A big topic of discussion inside the company is "How should the new creations be called?" A mixture between an apple and a pear could be called an apple-pear, of course, but this doesn't sound very interesting. The boss finally decides to use the shortest string that contains both names of the original fruits as sub-strings as the new name. For instance, "applear" contains "apple" and "pear" (APPLEar and apPlEAR), and there is no shorter string that has the same property.
A combination of a cranberry and a boysenberry would therefore be called a "boysecranberry" or a "craboysenberry", for example.
Your job is to write a program that computes such a shortest name for a combination of two given fruits. Your algorithm should be efficient, otherwise it is unlikely that it will execute in the alloted time for long fruit names.
Input
Each line of the input contains two strings that represent the names of the fruits that should be combined. All names have a maximum length of 100 and only consist of alphabetic characters.

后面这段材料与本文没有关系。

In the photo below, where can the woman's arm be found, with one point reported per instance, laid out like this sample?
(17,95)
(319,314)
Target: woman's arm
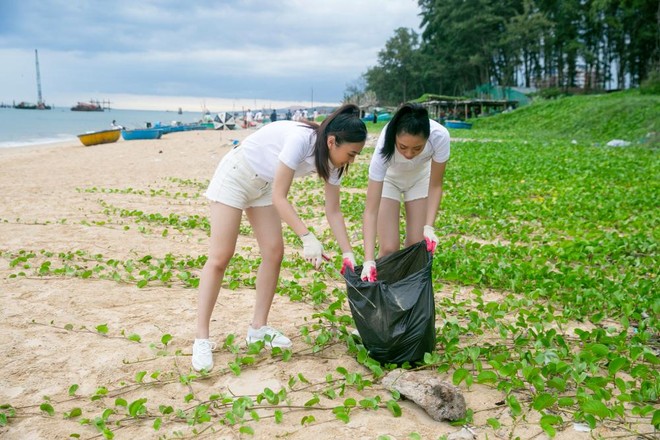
(281,186)
(370,219)
(435,191)
(335,217)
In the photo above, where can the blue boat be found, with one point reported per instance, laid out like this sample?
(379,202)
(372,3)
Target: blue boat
(458,124)
(141,133)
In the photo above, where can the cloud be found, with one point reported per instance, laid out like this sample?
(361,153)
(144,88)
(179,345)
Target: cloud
(237,50)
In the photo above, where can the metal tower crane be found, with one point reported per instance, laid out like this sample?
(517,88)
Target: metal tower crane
(40,100)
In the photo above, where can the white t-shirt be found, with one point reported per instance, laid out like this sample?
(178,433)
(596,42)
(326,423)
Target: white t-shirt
(283,141)
(436,148)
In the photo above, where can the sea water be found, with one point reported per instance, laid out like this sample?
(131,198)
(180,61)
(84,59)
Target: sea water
(19,128)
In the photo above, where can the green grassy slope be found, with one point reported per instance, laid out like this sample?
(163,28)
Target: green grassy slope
(627,115)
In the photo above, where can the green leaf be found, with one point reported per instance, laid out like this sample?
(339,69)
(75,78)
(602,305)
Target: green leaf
(494,423)
(246,430)
(75,412)
(513,403)
(599,350)
(543,401)
(72,389)
(139,376)
(394,408)
(166,338)
(47,408)
(487,376)
(459,375)
(137,407)
(595,407)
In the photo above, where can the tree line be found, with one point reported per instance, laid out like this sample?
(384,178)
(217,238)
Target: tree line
(563,44)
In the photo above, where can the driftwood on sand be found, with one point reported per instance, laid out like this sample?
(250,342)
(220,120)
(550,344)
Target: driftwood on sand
(441,400)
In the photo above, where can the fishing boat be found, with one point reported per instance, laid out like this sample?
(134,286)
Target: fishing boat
(99,137)
(87,107)
(458,124)
(141,133)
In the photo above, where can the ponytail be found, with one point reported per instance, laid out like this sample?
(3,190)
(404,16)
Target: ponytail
(411,118)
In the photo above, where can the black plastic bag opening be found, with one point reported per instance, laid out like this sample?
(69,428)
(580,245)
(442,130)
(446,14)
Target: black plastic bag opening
(396,315)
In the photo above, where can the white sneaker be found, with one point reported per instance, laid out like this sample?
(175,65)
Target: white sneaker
(270,336)
(202,354)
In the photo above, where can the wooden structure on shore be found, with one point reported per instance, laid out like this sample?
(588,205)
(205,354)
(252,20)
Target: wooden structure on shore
(457,107)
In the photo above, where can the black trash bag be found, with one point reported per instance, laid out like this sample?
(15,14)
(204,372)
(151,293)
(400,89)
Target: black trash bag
(396,315)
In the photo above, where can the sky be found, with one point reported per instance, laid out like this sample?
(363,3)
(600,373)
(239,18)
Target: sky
(166,54)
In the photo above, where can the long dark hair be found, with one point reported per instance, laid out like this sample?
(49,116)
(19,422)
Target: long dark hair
(346,126)
(411,118)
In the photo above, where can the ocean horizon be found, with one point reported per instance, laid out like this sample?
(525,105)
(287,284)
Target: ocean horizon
(24,128)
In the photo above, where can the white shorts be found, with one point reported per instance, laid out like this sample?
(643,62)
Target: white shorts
(235,184)
(410,186)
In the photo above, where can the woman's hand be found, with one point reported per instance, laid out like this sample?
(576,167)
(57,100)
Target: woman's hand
(369,271)
(348,262)
(312,249)
(431,238)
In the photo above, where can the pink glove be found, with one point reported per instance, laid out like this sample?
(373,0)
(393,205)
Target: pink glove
(369,272)
(431,238)
(348,263)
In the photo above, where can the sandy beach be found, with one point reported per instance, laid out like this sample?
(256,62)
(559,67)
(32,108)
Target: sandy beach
(80,341)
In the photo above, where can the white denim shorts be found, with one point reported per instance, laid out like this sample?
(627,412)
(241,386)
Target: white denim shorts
(235,183)
(409,186)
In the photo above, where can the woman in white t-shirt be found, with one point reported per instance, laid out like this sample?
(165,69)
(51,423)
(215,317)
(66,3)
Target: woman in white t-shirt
(255,177)
(409,163)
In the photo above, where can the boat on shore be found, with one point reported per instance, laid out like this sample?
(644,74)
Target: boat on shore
(87,107)
(458,124)
(99,137)
(28,106)
(141,133)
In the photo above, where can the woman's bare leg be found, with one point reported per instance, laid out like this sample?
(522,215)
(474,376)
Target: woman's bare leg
(415,219)
(225,223)
(267,227)
(388,227)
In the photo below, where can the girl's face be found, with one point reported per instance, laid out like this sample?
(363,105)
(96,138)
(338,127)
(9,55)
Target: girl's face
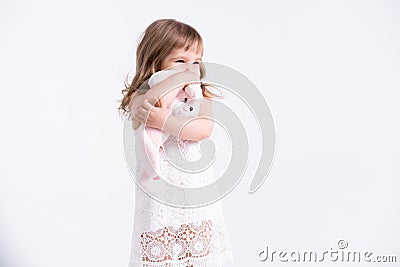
(181,57)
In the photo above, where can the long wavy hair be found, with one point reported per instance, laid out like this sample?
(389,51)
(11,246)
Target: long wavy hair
(157,42)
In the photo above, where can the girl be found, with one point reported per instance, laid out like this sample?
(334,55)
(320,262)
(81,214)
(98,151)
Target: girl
(164,235)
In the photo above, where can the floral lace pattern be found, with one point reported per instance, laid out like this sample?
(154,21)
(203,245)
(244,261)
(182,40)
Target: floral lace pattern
(170,236)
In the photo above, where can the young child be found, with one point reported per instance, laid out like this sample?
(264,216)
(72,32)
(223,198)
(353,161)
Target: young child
(186,103)
(164,235)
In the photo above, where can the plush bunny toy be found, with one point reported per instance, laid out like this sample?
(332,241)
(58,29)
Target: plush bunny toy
(186,103)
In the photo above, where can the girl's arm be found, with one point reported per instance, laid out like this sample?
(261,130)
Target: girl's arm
(195,128)
(159,95)
(164,92)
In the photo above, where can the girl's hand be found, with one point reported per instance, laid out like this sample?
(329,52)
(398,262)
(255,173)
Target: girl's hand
(151,115)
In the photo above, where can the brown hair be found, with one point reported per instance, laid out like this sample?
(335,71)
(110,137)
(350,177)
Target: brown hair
(157,42)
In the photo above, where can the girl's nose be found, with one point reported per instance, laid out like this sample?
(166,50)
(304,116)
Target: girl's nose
(188,108)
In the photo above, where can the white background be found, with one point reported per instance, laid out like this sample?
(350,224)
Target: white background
(329,71)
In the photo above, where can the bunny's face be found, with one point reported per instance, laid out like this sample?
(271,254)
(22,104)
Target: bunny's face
(187,108)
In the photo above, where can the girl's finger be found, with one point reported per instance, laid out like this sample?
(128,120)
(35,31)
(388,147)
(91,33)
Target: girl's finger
(147,105)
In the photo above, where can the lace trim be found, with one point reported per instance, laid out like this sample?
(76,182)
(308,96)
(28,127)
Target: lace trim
(193,244)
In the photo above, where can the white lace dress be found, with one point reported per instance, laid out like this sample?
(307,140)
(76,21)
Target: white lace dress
(178,237)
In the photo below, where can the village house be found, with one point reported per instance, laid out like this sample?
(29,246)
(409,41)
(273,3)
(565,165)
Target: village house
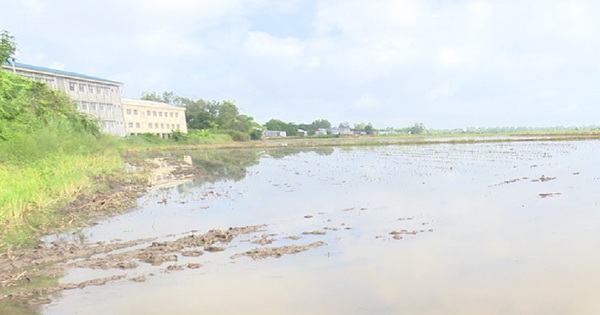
(159,118)
(274,133)
(97,97)
(342,131)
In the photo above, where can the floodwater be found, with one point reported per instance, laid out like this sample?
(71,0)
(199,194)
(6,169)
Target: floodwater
(489,228)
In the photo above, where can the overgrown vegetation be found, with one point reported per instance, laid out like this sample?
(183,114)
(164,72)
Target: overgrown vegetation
(49,153)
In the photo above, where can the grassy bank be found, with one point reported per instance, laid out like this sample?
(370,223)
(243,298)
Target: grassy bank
(49,153)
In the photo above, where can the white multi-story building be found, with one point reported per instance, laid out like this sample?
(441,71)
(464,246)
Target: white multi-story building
(100,98)
(159,118)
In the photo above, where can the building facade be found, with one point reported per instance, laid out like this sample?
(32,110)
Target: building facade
(97,97)
(159,118)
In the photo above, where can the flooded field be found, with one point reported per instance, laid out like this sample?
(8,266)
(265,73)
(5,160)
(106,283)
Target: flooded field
(488,228)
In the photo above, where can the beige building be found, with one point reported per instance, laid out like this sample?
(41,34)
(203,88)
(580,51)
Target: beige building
(159,118)
(100,98)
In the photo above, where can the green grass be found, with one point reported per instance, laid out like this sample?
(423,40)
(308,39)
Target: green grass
(30,195)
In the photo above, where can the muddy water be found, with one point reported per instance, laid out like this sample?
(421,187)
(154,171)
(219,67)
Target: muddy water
(434,229)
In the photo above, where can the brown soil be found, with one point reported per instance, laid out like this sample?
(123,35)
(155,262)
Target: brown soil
(264,252)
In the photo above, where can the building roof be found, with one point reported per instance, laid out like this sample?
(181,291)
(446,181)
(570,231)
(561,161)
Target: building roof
(61,72)
(131,101)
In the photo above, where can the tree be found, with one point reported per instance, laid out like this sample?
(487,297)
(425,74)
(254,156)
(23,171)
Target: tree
(320,123)
(8,47)
(290,129)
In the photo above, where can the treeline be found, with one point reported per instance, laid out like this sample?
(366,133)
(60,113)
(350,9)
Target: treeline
(292,129)
(224,117)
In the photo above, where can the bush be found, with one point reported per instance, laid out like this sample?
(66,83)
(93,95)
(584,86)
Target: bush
(235,135)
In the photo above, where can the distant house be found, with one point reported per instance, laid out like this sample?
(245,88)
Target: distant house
(341,131)
(274,133)
(321,132)
(159,118)
(97,97)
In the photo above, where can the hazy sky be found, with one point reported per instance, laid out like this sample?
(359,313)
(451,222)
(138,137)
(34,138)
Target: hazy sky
(446,63)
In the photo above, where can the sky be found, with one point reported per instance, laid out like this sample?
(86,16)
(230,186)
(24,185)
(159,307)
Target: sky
(444,63)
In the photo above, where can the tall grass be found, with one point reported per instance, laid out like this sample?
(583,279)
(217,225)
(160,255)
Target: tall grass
(31,194)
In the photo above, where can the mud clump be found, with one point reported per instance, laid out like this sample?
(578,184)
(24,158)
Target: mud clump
(19,267)
(265,252)
(314,233)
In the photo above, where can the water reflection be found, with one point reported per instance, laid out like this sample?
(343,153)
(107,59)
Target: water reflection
(484,243)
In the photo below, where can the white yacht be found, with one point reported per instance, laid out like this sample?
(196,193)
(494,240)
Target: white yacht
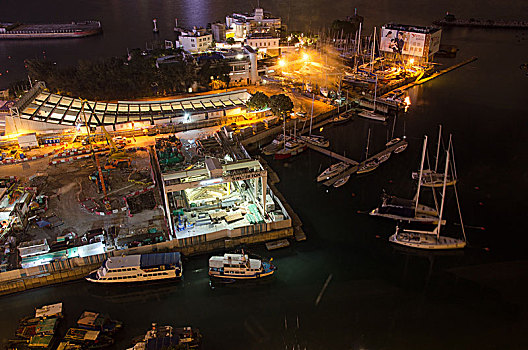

Input is terminated by end of file.
Output
For each test case, output the shortest name of the resulting fruit on one line. If more than one shortest name is possible, any one is acceptable.
Sample Input
apple peach
ananas banana
pear peach
Sample Output
appleach
bananas
pearch
这道题是一个DP的题目,求最长公共子序列的一个延伸,题意大概为两个字符串合成一个串,要求公共子序列字符只出现一次,
这道题有一个special judge 红字,意思就是答案不唯一,比如 两个字符串peach 和 pear 你可以组合成:peachr也可以组合成
pearch,只要公共子序列出现一次即可。
我的方法是从后往前读,在根据优先顺序,先让前面输出。建立一个数组,存储读的方向,我的方向是
1 2
3 4,即1为向左上方读取(就是当碰到公共子序列的时候),2为向上读取(碰到 上面的数比左面的数大的时候),3为向左读取
(左面的数比上面的数大的时候),数大小关系,就是在求最长公共子序列长度中 建立的那个数组中的数大小的关系。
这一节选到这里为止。